David Thomson explains why efforts to provide a universal solution to period poverty in Scotland deserve support
UNTIL very recently, I had not discussed some of the issues surrounding women’s period with friends and family.
Even in the workplace, I had not had discussions with my female colleagues about their period, and I work for a private healthcare insurance company.
The reason for this is that as somebody who has not had a period, there is no need for me go into a pharmacy or a supermarket to buy sanitary products, even for members of my family.
It was not until I started to do some reporting for the CommonSpace back 2015 that I started to take a look at some of the issues women have to faced in this regard.
One of the first articles that I wrote for this website was at the Scottish Liberal Democrat Autumn conference, where activists had backed plans to reclassified tampons as “essential goods”, and that they should therefore be exempt from paying VAT.
Over the next few years, I have reported on the issue of period poverty, and in particular Scottish Labour MSP Monica Lennon’s campaign to bring it to an end.
When I started to research the issue, I was shocked to find that many girls and young women would not be able to afford to buy sanitary products.
A report from Plan International UK found that two in five girls in Scotland have found to use toilet roll to manage their period because they could not afford to buy sanitary products. As a result, there is a potential health risk for those women and girls who do not change their sanitary products regularly.
Even though it is rare, toxic shock syndrome is one of the conditions that is associated with those who do not regularly change their sanitary products.
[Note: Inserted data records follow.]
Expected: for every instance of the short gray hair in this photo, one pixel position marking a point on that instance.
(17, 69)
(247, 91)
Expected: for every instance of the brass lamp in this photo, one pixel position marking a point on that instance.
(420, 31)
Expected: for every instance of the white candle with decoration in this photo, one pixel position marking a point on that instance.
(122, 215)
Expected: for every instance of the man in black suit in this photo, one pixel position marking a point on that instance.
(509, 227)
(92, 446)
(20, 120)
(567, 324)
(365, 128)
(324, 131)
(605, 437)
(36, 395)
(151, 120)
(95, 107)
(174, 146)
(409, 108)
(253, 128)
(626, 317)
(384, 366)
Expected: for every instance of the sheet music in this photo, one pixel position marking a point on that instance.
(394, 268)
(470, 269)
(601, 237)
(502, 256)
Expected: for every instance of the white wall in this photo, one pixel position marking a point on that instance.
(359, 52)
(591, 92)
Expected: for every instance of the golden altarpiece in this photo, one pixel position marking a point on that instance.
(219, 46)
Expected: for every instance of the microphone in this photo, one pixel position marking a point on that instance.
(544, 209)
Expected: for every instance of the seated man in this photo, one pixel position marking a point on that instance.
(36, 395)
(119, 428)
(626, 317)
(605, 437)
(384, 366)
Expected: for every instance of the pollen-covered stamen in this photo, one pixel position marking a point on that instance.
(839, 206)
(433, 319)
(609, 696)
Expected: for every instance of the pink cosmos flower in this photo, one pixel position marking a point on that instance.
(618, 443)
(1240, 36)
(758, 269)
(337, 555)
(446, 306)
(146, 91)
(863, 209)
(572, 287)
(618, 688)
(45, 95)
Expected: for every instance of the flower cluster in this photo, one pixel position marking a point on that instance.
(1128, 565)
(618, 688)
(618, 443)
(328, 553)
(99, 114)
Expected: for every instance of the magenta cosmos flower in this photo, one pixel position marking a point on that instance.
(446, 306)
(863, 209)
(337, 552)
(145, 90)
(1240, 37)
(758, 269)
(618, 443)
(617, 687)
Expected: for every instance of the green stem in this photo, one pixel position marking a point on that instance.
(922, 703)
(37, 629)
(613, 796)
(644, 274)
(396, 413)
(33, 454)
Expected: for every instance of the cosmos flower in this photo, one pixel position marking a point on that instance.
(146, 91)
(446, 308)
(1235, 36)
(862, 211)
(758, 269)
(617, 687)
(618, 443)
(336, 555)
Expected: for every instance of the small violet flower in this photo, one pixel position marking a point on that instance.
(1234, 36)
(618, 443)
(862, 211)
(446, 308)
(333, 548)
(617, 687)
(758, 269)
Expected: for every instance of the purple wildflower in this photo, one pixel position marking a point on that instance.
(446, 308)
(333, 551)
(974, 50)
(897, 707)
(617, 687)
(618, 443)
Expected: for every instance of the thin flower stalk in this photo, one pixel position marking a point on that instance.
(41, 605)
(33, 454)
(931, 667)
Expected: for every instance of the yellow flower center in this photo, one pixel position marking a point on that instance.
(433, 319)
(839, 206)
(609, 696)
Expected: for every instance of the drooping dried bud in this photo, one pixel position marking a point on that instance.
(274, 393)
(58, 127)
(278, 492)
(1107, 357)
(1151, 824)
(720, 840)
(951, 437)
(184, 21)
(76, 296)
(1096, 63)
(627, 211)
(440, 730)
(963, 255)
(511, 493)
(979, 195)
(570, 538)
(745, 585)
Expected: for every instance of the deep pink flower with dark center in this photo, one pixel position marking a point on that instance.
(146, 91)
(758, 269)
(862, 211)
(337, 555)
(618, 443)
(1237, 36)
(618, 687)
Due to this, I praise the work that both the Scottish Government and Monica Lennon are doing to try to end period poverty.
In the last few years, the Scottish Government has brought in free sanitary products to schools, colleges and universities as well as funding to local authorities to provide free sanitary products in places like local libraries and community centres.
On top of what the Scottish Government is doing, Lennon is aiming to make Scotland a “world leader” by bringing in legislation to create a universal system to access free sanitary products.
The new law will build on the excellent work that the Scottish Government is doing by making access to sanitary products a legal right, and requiring for schools, colleges and university to provide them for free.
As a result, I back Lennon’s bill as the best way of ending period poverty.
The reason why I support the bill is that the UK still feels the effects of the financial crash in 2008, with wages have not been kept in line with the rise of prices for goods and services.
In consequence, there are young women and girls in Scotland putting their health at risk by having to choose between buying food or sanitary products.
Unless those women or girls who are in education or visit their local library or community centre regularly, the only place that they can go to is to a foodbank to get an emergency supply of tampons.
“Just as the baby box has a proven record in dealing with infant mortality, this new law could end period poverty.”
Some women or girls may go without having sanitary products during their period due to the shame of having to ask for a packet when they get there.
In light of this, I was disappointed last week when Communities Secretary Aileen Campbell said that the Scottish Government would not support the bill when she was giving evidence to the Local Government Committee at Holyrood as there would be no flexibility in the new law as it would only encourage people to meet the “minimum standard”.
She also raised concerns about the running costs of providing a universal system will be at £24 million a year, rather than the estimated £9.7 million a year as considered in the bill.
Both issues can be resolved in the new law, as it would be the Scottish Government which would decide how flexible the scheme will be by determining who gets access to sanitary products and how much it will cost.
In the legislation, it is up to Scottish ministers to develop a universal system for those women who need them.
The scheme can be expanded to places such as in the workplace, hospitals, GP and dental surgeries, and transport hubs were women can grab a packet when there is an emergency.
Also, as was highlighted at the Local Government Committee, the Scottish Government has already had a universal scheme in place by delivering a baby box for every newborn child.
Based on the Finnish model, they have been 115,000 boxes been delivered – with the uptake at 96 per cent since it was introduced in 2017.
Just as the baby box has a proven record in dealing with infant mortality, this new law could end period poverty.
As Monica Lennon has given evidence to the Local Government committee today on her bill, it is good to see that she initially received cross-party support in the Scottish Parliament when it was introduced but also from the third sector such as Engender, Unite the Union and Girl guides Scotland.
If the Local Government committee rejects the proposed new law when they vote on it next month based on the advice from the Communities Secretary, there would be no guarantee that this or any future Scottish Government will be able to continue with the excellent work that the current scheme has achieved so far, due to such things as a change of government or budget cuts.
I would, therefore, worry about Scotland’s future – because there would be women and young girls will still struggle to deal with their period because they would be unable to afford to buy what they should be entitled to for free, resulting in their health being put at risk.
As Scotland’s First Minister Nicola Sturgeon told MSPs in 2017: for many women and girls, sanitary products are “not a luxury but a necessity”.